Finally, there is artificial general intelligence. Sometimes shortened to AGI, and contrasted with plain old AI (whatever that was), this refers to a hypothetical agent that can perform any (intellectual) task that a human can perform. Such an agent should not just be good at some specific task, however difficult, but be able to solve any number of problems, including ones it has never been given before; it should be able to adapt to its surroundings, however much they may change; and it should be able to reason, learn, plan, and communicate. In other words, its abilities are very general, and it should be able to generalize. Key here is the portability of the agent that possesses AGI: the tasks it can undertake should transcend not just topic, modality, domain, and function but also place and time, and even possible world and imaginable future. In effect, a machinic agent capable of AGI becomes as good as, if not better than, a human agent at open-ended reasoning and world-changing actions in an enormous range of possible futures. 

Generativity has the root gen (to give birth, to beget) at its core. In ancient Rome, a gens was a collection of individuals who shared the same name and claimed descent from a common ancestor—an institution that was of central importance to the discipline of anthropology, at least in its formation. It is true that large language models now come in named lineages: GPT-1, GPT-2, GPT-3, GPT-4, and so forth.
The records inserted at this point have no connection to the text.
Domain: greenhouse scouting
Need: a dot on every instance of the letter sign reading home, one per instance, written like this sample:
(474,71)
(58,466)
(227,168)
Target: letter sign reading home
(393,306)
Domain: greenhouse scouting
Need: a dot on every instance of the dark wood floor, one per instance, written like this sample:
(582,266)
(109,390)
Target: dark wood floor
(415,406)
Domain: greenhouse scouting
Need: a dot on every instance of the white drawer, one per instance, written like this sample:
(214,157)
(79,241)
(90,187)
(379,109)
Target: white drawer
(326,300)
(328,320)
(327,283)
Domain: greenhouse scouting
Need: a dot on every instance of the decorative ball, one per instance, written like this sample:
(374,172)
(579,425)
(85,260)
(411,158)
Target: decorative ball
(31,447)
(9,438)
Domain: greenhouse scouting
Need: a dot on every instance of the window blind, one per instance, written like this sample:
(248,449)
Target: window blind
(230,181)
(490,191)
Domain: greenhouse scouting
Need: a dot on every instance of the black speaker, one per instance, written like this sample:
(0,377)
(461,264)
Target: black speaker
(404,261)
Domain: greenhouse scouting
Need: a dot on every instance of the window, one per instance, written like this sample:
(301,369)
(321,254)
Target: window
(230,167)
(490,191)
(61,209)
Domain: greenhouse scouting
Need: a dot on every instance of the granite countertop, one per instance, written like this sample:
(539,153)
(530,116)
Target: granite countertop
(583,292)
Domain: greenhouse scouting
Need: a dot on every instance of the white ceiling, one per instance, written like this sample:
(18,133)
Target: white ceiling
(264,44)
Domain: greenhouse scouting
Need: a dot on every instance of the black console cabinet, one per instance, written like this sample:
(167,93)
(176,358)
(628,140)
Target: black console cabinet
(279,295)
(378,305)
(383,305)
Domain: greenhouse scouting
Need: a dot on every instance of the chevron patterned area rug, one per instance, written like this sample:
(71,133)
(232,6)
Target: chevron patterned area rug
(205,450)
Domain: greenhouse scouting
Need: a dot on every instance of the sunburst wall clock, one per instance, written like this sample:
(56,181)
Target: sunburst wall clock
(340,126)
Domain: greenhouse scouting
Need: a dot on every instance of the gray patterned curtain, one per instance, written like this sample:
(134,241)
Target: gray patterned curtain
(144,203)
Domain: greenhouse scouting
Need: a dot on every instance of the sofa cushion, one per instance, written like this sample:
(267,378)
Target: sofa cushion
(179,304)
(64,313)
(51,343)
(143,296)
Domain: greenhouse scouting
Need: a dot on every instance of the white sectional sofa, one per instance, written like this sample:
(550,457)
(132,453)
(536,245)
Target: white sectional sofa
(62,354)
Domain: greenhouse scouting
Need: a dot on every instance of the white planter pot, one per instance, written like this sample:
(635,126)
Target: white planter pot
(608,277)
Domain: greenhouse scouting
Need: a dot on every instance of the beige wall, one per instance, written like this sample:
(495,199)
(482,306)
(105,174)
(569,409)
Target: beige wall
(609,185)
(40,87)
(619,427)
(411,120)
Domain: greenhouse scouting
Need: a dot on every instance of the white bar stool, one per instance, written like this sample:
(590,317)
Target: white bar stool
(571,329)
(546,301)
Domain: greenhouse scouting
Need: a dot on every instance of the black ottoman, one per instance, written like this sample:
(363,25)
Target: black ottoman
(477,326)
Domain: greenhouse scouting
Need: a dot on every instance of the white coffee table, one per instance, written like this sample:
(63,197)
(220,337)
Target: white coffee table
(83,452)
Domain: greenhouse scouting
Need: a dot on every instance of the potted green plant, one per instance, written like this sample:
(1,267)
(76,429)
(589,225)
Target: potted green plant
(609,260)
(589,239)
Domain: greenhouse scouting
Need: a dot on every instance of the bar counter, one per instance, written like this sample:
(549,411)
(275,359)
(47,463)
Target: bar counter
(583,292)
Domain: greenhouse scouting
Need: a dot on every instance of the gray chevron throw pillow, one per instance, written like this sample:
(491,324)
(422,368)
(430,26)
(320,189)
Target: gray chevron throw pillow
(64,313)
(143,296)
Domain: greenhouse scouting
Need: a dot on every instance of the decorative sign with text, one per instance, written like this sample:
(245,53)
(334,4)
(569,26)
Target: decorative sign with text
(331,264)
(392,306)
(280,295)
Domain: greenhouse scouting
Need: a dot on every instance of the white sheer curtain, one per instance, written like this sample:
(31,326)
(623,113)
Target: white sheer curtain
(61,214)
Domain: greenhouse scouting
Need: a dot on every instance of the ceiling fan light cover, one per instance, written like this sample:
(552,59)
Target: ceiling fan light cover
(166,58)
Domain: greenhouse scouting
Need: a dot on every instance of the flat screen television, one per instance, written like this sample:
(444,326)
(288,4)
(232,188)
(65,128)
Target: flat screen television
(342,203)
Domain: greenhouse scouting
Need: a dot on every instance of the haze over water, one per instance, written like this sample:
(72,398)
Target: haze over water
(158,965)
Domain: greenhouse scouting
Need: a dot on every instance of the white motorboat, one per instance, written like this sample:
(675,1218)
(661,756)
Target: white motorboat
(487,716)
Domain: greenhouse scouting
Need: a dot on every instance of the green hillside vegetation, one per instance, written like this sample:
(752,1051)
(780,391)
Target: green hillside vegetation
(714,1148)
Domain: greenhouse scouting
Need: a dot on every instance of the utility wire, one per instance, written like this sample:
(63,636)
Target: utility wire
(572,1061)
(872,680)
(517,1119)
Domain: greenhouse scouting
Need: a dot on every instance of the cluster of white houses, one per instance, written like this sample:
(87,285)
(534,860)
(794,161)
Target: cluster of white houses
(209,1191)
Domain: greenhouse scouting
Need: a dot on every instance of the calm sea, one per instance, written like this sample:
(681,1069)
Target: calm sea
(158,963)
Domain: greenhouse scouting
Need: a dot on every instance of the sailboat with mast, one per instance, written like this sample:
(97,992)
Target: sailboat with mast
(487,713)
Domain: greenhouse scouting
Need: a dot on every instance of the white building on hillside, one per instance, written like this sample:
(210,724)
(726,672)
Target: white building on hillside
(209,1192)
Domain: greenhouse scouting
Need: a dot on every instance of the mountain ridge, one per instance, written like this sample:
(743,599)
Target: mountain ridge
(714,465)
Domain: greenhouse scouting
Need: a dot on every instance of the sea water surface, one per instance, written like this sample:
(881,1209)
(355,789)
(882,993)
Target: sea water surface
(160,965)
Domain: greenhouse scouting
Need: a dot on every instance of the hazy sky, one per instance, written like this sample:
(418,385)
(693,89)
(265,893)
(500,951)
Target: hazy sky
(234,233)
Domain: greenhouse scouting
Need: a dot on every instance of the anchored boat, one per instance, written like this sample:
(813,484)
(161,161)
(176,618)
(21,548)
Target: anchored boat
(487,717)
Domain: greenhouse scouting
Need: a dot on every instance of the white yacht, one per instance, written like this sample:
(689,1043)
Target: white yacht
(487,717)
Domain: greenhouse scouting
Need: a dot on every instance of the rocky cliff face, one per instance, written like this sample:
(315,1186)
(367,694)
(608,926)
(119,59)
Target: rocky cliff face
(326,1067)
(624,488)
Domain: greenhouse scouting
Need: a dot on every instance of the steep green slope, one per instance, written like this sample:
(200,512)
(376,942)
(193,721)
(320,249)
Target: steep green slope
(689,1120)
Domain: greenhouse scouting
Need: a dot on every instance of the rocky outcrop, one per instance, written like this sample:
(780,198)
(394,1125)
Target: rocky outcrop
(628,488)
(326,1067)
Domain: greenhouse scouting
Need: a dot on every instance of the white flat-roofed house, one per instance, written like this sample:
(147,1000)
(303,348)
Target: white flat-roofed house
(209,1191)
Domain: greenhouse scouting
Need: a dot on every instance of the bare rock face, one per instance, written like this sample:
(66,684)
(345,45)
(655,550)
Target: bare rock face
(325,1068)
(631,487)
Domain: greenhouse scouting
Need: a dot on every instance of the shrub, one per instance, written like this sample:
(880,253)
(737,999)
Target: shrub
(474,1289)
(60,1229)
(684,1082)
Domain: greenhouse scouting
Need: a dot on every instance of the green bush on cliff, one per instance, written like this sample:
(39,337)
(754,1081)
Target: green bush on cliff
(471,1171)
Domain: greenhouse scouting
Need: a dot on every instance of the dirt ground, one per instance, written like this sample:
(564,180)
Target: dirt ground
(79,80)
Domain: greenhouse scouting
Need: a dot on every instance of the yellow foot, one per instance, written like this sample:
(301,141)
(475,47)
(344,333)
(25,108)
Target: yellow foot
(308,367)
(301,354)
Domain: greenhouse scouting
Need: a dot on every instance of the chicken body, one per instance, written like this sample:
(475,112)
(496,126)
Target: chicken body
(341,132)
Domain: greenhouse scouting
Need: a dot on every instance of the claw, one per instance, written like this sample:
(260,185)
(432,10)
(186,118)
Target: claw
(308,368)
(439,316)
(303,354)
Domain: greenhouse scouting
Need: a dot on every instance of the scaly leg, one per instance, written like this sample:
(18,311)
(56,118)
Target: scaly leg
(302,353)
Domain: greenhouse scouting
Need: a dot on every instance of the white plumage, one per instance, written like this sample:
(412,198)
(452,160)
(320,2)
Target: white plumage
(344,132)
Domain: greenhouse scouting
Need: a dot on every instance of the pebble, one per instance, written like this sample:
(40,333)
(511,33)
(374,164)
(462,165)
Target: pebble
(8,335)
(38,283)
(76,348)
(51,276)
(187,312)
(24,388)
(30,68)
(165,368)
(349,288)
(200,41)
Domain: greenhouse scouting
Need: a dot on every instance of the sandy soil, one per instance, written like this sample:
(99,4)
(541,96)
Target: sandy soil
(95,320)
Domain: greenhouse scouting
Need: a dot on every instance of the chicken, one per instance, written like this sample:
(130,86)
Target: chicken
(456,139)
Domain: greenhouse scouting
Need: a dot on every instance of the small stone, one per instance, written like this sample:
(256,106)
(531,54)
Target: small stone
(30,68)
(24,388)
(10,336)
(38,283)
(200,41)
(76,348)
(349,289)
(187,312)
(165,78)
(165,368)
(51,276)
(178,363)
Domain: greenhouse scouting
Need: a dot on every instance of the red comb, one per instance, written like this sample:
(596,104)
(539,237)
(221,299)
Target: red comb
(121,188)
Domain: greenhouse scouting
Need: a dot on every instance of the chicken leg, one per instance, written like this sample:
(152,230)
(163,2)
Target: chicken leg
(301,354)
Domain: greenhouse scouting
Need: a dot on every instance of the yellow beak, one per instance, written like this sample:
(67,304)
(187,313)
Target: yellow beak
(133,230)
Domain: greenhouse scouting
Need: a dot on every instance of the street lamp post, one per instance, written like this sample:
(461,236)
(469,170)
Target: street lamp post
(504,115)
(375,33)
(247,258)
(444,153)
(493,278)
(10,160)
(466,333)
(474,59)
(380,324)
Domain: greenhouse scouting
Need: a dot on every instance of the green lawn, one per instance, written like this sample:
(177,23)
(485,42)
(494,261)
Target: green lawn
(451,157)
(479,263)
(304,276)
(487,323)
And such agents have names and kinship relations, and also lore, fans, niches, trials, deeds, achievements, rankings, values (or at least parameters), and patrons. Perhaps they even have their own prayers and rituals—they certainly have their own uniquely performative prompts. I have been stressing, rather, the creative (generative) nature of language models, as well as their general (genus, genre) nature, as well as their genealogical nature: in particular, critical histories (as a novel genre), generated by scholars like Nietzsche and Foucault, regarding the origins, or rather descent, of novel agents. But one could also focus on their gendered nature. Indeed, the underlying metaphor (giving birth) is feminine, but machinic agents are often accorded an allegedly masculine form of power: a seemingly invisible generative capacity that can only be glimpsed through its concrete practices, as the exercise of that power. And so, in the tradition of Hannah Arendt, it is not the capacity to be in labor and beget children but the capacity to work, and thereby beget things— however textual such “things” happen to be, and however obviating of the person-thing distinction such agents turn out to be. 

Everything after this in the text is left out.